Hi, I am new to this site and would like to say hello to all! I will admit that I am not very knowledgeable about firearms . the reason that I am posting this is because I have a question about a revolver that I just inhereted from my late grandfather. the revolver is a H&R model 732 in 32 S&W with a 3 3/8 " barrel. the question is, I was given several boxes of ammo with this gun, some short and some long. the gun does not say 32 S&W L, but the longs will fit in the gun. will the longs work in this gun or will it blow up in my face? any help with this would be greatly appreciated. thanks, Dave


----------



## Baldy

Welcome from down in the swamp Digger. About your question. Revolver or somebody will be along to answer it for you. I am not that familure with the real old revolvers to say yea or nay. If by chance it doesn't get answered go here and sign up.
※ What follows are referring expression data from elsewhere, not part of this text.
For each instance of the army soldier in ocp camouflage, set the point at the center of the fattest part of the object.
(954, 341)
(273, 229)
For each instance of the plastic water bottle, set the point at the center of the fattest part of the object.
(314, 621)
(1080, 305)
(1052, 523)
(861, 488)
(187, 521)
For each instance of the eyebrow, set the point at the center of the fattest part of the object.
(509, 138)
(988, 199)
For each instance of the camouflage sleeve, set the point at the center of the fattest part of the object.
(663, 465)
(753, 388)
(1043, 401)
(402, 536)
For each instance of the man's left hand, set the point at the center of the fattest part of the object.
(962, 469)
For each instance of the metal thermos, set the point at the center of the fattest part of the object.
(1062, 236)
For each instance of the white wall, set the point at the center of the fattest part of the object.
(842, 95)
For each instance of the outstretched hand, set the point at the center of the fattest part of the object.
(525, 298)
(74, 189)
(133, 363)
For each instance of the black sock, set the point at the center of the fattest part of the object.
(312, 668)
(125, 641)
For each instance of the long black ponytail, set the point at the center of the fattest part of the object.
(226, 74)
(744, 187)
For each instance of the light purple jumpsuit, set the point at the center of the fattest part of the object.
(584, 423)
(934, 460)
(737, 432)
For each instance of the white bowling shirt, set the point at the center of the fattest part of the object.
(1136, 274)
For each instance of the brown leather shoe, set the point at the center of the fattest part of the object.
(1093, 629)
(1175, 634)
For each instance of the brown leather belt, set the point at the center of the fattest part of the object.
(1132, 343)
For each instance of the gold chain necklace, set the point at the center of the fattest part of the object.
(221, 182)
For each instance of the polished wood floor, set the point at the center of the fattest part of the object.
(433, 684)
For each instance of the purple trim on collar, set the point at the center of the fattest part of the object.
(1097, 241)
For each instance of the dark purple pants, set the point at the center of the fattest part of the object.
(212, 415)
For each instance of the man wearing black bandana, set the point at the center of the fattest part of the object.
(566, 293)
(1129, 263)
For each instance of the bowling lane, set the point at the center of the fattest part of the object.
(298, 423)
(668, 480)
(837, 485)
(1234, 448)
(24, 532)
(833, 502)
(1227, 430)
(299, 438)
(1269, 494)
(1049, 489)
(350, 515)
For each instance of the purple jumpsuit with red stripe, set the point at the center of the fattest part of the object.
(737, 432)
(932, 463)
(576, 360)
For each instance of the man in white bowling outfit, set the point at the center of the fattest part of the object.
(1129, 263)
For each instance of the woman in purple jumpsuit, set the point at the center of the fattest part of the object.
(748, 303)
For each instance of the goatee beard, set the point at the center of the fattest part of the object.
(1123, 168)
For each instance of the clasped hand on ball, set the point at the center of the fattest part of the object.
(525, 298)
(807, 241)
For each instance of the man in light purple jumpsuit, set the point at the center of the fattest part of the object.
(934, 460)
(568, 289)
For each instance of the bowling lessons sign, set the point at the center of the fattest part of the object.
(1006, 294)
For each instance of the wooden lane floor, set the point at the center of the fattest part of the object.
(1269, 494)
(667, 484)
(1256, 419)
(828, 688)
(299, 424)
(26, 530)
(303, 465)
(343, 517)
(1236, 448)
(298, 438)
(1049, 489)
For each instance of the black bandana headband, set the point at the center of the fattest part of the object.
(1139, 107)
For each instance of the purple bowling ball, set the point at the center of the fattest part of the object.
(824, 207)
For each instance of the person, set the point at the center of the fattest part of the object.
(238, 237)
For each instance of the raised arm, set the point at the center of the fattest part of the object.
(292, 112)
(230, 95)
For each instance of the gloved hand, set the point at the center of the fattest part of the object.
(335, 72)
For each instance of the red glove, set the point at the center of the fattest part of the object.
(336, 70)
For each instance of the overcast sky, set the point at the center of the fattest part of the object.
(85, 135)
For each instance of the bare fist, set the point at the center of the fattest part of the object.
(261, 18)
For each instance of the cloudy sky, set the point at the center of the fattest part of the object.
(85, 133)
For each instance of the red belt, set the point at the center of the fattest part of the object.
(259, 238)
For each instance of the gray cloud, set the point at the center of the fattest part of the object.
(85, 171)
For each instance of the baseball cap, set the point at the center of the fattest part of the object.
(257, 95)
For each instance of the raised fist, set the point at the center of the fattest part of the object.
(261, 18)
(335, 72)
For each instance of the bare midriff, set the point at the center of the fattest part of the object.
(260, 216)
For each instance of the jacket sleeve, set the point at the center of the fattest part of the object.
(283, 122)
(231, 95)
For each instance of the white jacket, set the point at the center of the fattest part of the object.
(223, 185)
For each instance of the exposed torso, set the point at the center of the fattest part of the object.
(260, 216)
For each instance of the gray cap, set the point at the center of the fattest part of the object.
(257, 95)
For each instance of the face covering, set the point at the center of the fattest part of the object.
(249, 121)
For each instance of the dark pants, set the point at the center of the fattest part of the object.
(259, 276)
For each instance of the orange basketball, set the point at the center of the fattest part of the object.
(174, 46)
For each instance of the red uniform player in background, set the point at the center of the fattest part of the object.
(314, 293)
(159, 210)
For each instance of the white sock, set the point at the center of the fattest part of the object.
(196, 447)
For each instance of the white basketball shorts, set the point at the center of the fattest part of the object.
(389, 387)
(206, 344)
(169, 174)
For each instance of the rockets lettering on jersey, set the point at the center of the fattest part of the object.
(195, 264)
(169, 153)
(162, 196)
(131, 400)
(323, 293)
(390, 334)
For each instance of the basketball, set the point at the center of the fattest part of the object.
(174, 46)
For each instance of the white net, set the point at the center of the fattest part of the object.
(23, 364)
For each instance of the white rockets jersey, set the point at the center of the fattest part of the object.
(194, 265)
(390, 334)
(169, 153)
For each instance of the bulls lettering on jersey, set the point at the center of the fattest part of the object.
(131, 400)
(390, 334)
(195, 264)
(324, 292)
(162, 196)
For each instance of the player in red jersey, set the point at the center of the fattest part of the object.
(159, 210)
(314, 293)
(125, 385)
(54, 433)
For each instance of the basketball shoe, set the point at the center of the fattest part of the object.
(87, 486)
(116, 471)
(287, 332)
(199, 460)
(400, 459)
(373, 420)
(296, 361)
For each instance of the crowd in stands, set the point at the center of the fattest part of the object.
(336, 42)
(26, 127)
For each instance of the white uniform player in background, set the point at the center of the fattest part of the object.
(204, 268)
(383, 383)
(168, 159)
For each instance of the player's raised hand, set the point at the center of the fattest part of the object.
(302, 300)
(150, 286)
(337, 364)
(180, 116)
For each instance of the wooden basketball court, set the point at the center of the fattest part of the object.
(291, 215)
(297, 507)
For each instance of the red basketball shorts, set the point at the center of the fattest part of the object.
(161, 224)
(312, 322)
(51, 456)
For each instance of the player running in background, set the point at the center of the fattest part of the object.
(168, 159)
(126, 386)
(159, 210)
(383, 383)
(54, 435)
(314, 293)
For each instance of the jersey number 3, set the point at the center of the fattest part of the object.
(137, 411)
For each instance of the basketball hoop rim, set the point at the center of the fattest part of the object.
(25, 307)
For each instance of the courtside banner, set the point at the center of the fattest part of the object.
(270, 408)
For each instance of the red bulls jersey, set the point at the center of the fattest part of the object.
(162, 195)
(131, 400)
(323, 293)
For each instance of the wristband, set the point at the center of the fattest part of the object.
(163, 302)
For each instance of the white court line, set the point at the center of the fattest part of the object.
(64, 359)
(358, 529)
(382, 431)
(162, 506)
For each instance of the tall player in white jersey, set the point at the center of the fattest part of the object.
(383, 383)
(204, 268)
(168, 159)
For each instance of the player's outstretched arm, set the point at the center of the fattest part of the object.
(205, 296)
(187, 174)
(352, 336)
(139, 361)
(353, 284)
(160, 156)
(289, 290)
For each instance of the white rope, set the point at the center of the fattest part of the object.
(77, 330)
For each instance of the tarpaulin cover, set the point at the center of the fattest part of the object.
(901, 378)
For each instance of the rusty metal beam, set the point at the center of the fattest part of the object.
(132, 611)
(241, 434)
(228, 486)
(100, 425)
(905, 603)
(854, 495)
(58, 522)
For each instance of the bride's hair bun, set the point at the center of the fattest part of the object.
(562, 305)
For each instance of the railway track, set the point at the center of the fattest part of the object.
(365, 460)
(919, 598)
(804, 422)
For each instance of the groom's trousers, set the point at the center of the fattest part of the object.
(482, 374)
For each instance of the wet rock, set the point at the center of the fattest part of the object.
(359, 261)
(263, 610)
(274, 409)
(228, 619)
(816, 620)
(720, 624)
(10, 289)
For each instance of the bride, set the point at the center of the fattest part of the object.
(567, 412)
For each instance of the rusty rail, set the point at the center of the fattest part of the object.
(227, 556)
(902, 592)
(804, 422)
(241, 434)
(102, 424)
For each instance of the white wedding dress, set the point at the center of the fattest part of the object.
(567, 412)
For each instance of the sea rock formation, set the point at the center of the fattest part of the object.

These guys know all about the S&W's.
http://smith-wessonforum.com/eve


----------



## Revolver

The longs will work. The shorts are considerably harder to find as they're more "obsolete". The ammunition is pretty costly off the shelf but affordable if you reload. Avoid using .32 H&R Magnums. It's a cartridge that came after the production of the 732.

The revolver isn't worth much and the cartridge isn't the best of defensive rounds there are. It's not the smoothest revolver going either. If you want to shoot it, you should reload for it. If you have no real plans for it, I'd just hang onto it.


----------